In [1]:
# Importing needed libraries
!pip install tensorflow
!pip install scikit-learn
!pip install pandas
!pip install numpy
!pip install pickle

import tensorflow as tf

from tensorflow.keras.layers import Input, Embedding, Bidirectional, LSTM, GlobalMaxPooling1D, Dense, Concatenate, Lambda
from tensorflow.keras.models import Model, Sequential
import tensorflow.keras.backend as K

from sklearn.metrics import accuracy_score, f1_score

import pandas as pd
import re
import numpy as np



In [2]:
# Function for cleaning text
def clean_text(text):
    """Clean text: normalize spaces, remove misplaced punctuation, fix contractions."""
    text = str(text).strip().lower()

    # Fix spaces around punctuation (keep punctuation but standardize spacing)
    text = re.sub(r'\s+([?.!,"])', r'\1', text)  # Removes spaces before punctuation
    text = re.sub(r'([?.!,"])', r'\1 ', text)  # Ensures one space after punctuation

    # Normalize quotes (remove extra surrounding quotes)
    text = re.sub(r'^"|"$', '', text)

    # Handle common contractions
    text = re.sub(r"\bd'you\b", "do you", text)
    text = re.sub(r"\b'cause\b", "because", text)
    text = re.sub(r"\bi'm\b", "i am", text)
    text = re.sub(r"\bain't\b", "is not", text)

    return text

In [3]:
# Load the vectorizer
import pickle
with open('vectorizer.pkl', 'rb') as f:
      vectorizer = pickle.load(f)

In [4]:
# Define model structure
# Defining model's constants
max_seq_len = 25
embedding_size = 100
lstm_units = 300
hidden_layer_size = 512

# Defining Tensorflow Inputs for sentences
premise_input = Input(shape=(max_seq_len,))
hypothesis_input = Input(shape=(max_seq_len,))

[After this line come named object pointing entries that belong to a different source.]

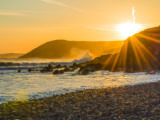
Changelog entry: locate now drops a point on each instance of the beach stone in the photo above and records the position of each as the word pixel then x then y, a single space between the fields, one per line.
pixel 59 66
pixel 20 71
pixel 58 72
pixel 49 68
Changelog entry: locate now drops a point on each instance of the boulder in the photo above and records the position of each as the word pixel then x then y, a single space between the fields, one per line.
pixel 20 70
pixel 59 66
pixel 49 68
pixel 58 72
pixel 33 70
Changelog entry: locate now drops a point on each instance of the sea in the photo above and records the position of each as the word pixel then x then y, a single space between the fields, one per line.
pixel 16 86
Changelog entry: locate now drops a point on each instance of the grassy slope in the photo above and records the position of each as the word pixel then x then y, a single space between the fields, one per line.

# Defining an Embedding layer based on GLoVe
embedding_layer = Embedding(input_dim=len(vectorizer.get_vocabulary()),
                            output_dim=embedding_size,
                            trainable=True)

# Defining function that will be encoding sentences using Embedding layer above and two BiLSTMs
@tf.keras.utils.register_keras_serializable(package="Custom", name="encode_sentence")
def encode_sentence(input_text):
    x = embedding_layer(input_text)
    x = Bidirectional(LSTM(lstm_units, return_sequences=True))(x)
    x = Bidirectional(LSTM(lstm_units, return_sequences=True))(x)
    x = GlobalMaxPooling1D()(x)
    return x

@tf.keras.utils.register_keras_serializable(package="Custom", name="combine_vectors")
def combine_vectors(inputs):
    # inputs is a list of two tensors: [premise_encoded, hypothesis_encoded]
    premise, hypothesis = inputs
    return tf.concat([premise, hypothesis, tf.abs(premise - hypothesis), premise * hypothesis], axis=1)

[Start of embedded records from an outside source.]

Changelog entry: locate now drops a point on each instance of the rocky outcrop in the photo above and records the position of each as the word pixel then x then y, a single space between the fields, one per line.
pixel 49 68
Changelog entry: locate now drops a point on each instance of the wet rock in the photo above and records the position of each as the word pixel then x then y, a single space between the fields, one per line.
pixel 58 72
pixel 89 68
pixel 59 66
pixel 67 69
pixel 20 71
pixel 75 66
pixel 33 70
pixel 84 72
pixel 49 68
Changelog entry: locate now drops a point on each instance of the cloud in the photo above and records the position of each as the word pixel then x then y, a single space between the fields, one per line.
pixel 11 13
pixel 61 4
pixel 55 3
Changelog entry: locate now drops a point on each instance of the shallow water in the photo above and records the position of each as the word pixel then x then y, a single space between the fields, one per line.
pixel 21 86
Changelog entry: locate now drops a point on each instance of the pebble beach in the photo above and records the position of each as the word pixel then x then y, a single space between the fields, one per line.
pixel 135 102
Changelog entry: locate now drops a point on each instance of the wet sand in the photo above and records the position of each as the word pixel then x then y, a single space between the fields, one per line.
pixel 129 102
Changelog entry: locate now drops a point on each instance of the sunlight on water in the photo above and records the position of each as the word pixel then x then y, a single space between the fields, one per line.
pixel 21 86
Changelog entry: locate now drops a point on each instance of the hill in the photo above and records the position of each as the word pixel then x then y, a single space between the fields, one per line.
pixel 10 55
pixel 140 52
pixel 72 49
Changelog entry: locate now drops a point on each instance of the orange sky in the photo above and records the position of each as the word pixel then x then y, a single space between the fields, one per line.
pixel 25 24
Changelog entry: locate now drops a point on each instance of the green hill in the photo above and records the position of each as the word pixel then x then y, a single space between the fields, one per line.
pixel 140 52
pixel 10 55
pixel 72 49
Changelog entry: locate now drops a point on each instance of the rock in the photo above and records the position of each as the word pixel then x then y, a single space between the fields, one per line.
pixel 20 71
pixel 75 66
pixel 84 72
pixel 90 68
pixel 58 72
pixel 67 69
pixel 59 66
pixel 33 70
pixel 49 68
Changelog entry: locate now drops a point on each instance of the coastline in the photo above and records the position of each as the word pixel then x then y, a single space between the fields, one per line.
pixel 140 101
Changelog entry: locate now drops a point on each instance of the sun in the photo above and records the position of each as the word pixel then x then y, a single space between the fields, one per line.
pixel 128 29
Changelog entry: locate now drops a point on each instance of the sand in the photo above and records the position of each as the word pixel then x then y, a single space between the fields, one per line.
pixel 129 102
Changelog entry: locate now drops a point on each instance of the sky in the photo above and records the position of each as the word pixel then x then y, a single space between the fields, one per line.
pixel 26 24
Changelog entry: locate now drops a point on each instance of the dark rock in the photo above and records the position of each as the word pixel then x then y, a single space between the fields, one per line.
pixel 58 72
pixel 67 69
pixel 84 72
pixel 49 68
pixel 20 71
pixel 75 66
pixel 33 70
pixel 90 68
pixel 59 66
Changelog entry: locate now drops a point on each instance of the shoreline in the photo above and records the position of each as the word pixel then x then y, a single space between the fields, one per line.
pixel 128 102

# Encoding both premise and hypothesis
premise_encoded = encode_sentence(premise_input)
hypothesis_encoded = encode_sentence(hypothesis_input)

joined_vector = Lambda(combine_vectors,
                      output_shape=(2400,))([premise_encoded, hypothesis_encoded])

# Final Dense layer
hidden_layer = Dense(hidden_layer_size, activation='relu')(joined_vector)
output = Dense(1, activation='sigmoid')(hidden_layer)
model = Model(inputs=[premise_input, hypothesis_input], outputs=output)

In [7]:
# Function to produce a csv file with predictions from a csv file with testing data
# Load testing dataset
def get_predictions(file_path):
  df = pd.read_csv(file_path, quotechar='"', delimiter=",", encoding="utf-8")
  df.columns = ["premise", "hypothesis"]  # Ensure correct column names
  df.dropna(inplace=True)  # Remove missing values

  # Apply text cleaning for testing dataset
  df["premise"] = df["premise"].apply(clean_text)
  df["hypothesis"] = df["hypothesis"].apply(clean_text)

  # Loading the model
  model = tf.keras.models.load_model("bilstm_model.keras")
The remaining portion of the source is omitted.